Australia is on the brink of a humiliating defeat at Galle. If the weather does not intervene the second Test will be over inside three days.
After being humbled for 106 in the first innings – its lowest total against Sri Lanka – Australia was set 413 to win.
It will start day three at 3-25.
On the back of the capitulation in the series opener at Pallekele, Australia will concede the series with a match to play.
The world number one ranked side will leave the island with its tail between its legs.
Amongst the havoc, however, has been one bright light – in fact, more of a beacon shining in the gloom.
Mitchell Starc has shown all and sundry that he is the real deal and the man whom the Australian attack will be built around in coming years.
He was good at Pallekele with 2-51 and 4-84.
At Galle, he was brilliant – on a pitch that has traditionally had spinners salivating.
A first innings haul of 5-44 was followed by a career best 6-50.
His match figures of 11-94 the best by an Australian bowler against Sri Lanka.
Those figures are also the best by an Australian quick in Asia since Geoff Dymock’s 12 wickets against India at Kanpur in 1979
Given Starc’s performance it is hard to believe that his team was set over 400 runs to win.
Australian fans have been waiting for Starc to transfer his white ball form to the longer game.
Over the past 20 months he has transformed himself from an intermittent Test cricketer into arguably his side’s most valuable player.
In December 2014, Starc was dropped from the team after a lacklustre performance in the opening Test of the summer at the Gabba against India.
His axing came in the wake of comments made in commentary by Shane Warne.
Never one to mince his words, Warne said Starc looked “a bit soft” and appeared to be “nonchalant” in the way he went about his work.
What followed was a war of words with both Starc and his coach, Darren Lehmann responding to Warne’s accusations.
Remarkably, when Starc was sent packing after that Gabba Test it marked the 11th time he had been dropped in a career that had realised just 14 matches.
For Starc, Australian Test representation was a revolving door.
He was never given more than three consecutive Tests to prove himself.
Since his recall – at Sydney against India in January 2015 – only injury has seen him omitted.
In that period, he has played 13 Tests for 63 wickets at the stellar average of 21.9. His strike rate has been a staggering 38.2.
Always recognised as a handful in the limited overs arena, he seemed incapable early in his Test career of transferring the incisive swing that was the hallmark of his white ball bowling into Test ranks.
That all seemed to change after he was awarded the man-of-the-series award at the World Cup in March last year.
He was the cornerstone of Australia’s attack as it surged to a fifth World Cup title, capturing 22 wickets at 10.2.
A lethal combination of pace and swing wreaked havoc throughout the tournament.
His exocet-like yorkers regularly shattered the stumps.
In the West Indies in June last year he started to convert that form to the red ball.
He relished the reasonably barren pitches where he was able to make the most of reverse swing, picking up ten wickets at 16.0 in the two Tests.
He continued to hone his long form cricket during last winter’s Ashes and started last summer with 13 wickets at 23.2 in the three Tests against the Black Caps.
Injury ruled him out of the three-Test series against the West Indies after suffering a stress fracture in his foot during the historic Adelaide day-night Test against the Kiwis.
He was still sidelined when Australia played its two Tests in New Zealand, only returning to the international arena in May in the Caribbean for the one-day tri-series against the Windies and South Africa.
In Sri Lanka, Starc hit the ground running.
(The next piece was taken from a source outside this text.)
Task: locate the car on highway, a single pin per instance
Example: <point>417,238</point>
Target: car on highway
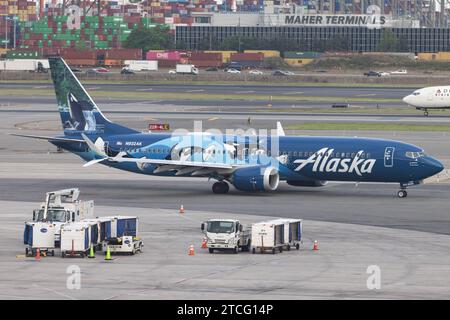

In both Tests he has shown the ability to claim valuable top-order wickets with the new ball and later exploit the conditions with reverse swing.
One of the keys to his success in Sri Lanka has been the full length he has bowled with the associated swing undoing many of his opponents.
Like many high class left-arm pace bowlers he operates very effectively from around the wicket with his late in-tailing swing to the right handers causing significant problems.
Starc is now the undisputed leader of Steve Smith’s Test attack.
He has been ably supported during this series by a miserly Josh Hazlewood, with the lanky New South Welshman claiming seven wickets at 20.6.
But, it is Starc who has been the class act in an otherwise lacklustre squad.
Once this series is consigned to history Australia will focus on the summer ahead.
It looms as a testing time for Australia with twin three-match series against South Africa and a resurgent Pakistan.
All Australian fans will be hoping that Mitchell Starc’s star continues to rise in the months ahead.